The story is told mainly from the point of view of a teenager, Nico Storm, whose father, Willem, is aware of this danger, and tries to gather people who want to rebuild a productive community, and chooses a site by a dam on the Gariep (Orange) River which has hydro-electricity, plentiful water, and potential for irrigation of crops. They produce leaflets to inform other survivors of their community, and distribute them as widely as they can, as a result of which small and large groups of people join them.

Some of the people who join them have useful skills for maintaining the electrical generating equipment, or producing diesel fuel from plants. One, who chooses to be known only as Domingo, has military skills, to ward off the attacks of biker gangs,

The different characters of the leaders of the community also reflect different trends in society. Willem Storm, the ethical humanist, wants an inclusive society in which people of different backgrounds and interests can live together in peace and freedom, and wants the community to be governed democratically. Domingo, the militarist, thinks a benevolent dictatorship would be better, especially in the chaotic times in which they are living, Pastor Nkosi, representing the religious interest, longs for a utopian community of dedicated Christians living in a theocracy. But somehow they manage for the most part to balance these different visions.

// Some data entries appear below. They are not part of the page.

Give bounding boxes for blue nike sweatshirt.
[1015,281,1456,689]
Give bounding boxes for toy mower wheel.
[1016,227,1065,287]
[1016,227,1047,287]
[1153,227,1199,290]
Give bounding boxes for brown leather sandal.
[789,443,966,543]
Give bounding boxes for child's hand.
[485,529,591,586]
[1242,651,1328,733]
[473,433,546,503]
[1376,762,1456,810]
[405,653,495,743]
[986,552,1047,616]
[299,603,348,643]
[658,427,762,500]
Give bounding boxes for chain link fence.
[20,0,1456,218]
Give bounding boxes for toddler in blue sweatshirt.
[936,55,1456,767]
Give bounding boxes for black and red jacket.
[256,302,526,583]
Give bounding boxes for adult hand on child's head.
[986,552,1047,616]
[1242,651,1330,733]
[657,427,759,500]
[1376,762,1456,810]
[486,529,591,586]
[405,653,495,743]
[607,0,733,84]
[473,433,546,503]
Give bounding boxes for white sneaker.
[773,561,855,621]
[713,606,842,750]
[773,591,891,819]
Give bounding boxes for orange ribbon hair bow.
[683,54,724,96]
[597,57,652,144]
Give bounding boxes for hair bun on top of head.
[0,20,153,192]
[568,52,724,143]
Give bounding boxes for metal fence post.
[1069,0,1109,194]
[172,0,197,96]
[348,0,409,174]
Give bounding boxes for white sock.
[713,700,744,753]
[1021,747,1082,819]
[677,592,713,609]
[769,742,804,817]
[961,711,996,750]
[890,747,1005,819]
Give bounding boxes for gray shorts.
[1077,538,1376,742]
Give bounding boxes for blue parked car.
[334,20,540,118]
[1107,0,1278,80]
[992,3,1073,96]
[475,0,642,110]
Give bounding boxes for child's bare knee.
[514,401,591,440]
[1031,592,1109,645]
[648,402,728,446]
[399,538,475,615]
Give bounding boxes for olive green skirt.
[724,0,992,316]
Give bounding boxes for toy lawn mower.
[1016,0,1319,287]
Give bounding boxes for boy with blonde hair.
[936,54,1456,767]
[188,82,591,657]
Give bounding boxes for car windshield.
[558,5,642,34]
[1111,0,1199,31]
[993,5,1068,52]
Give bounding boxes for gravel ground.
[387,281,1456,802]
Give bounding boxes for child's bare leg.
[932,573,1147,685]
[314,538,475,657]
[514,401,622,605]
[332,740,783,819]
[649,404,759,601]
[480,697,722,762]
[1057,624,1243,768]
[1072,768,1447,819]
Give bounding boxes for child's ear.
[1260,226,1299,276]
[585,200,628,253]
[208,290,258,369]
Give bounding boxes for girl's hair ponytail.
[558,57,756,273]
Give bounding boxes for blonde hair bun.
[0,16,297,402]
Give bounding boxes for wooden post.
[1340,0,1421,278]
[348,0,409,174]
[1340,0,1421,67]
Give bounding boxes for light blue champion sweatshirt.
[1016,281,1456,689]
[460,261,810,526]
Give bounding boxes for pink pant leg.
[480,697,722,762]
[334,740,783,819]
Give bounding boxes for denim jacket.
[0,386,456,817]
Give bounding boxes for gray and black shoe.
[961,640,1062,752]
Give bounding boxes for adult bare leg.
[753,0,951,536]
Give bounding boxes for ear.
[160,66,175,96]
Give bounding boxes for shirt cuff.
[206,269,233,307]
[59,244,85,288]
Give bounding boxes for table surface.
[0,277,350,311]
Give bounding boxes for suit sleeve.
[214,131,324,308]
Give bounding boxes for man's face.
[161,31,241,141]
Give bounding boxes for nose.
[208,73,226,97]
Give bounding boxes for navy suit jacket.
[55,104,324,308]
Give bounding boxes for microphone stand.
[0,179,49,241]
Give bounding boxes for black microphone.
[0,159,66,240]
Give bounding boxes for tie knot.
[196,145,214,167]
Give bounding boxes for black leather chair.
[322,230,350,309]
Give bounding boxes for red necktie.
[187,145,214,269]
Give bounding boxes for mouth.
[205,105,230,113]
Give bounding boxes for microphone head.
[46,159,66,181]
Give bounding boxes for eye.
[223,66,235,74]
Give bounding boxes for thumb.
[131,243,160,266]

Nico Storm sees all this through the eyes of an impetuous teenager, with volatile emotions, whose loyalties and suspicions keep jumping from one person to another. Willem Storm, perhaps aware that the Dark Ages got that label because of the absence of historical information about them, is determined to prevent that happening in their community, which they call Amanzi (Zulu/Xhosa for "water"), and starts a history project of recording the history of the community and its members, and so the story is not told entirely from the point of view of Nico Storm, whose impetuous judgements and misjudgements and mood swings could give a distorted picture.

I thought Deon Meyer told the story very well, and found it an enjoyable read. The events all seemed believable in the context of the story, until the last 25 pages or so. Then it jumped the shark, and I found the ending of the story disappointing, and almost an anticlimax. It reminded me of another TV series, Dallas, which did something similar when one of the characters returned from the dead. If it weren't for the weak ending, I would have given it 5 stars on GoodReads.

 But I also found The Stand by Stephen King disappointing, and more disappointing than this one, because the disappointment came much earlier in the story -- it was the introduction of a villain who smacked of cheap melodrama, the kind of opponent that Batman would have to deal with, rather than the characters in Stephen King's novel. The villains in Fever are far more convincing, and just as villainous.

In Earth Abides George Stewart has, in some ways a more pessimistic vision, though there is less overt violence than there is in the other two books. But in that book the random survivors have no special skills, and when a community does form, it takes longer, and there is no Willem Storm to provide the vision and lead it. Most attempts to rebuild a community according to a plan fail, because there are simply not enough people with the necessary skills to carry out anything planned, and the community develops in a largely unplanned but possibly more organic way.

Earth Abides was first published in 1947, and is set on the west coast of the USA, and for years after reading it I tried to imagine what I would do in similar circumstances, if such a cataclysm occurred in South Africa. Deon Meyer was obviously wondering the same thing, and his book is the result. My imaginings were similar in some ways, but different in others. I pictured roads deteriorating rapidly, as they tend to do without traffic, and envisaged travelling by rail, using steam engines, which could be made to burn wood if necessary, and so be less dependent on imported fossil fuel.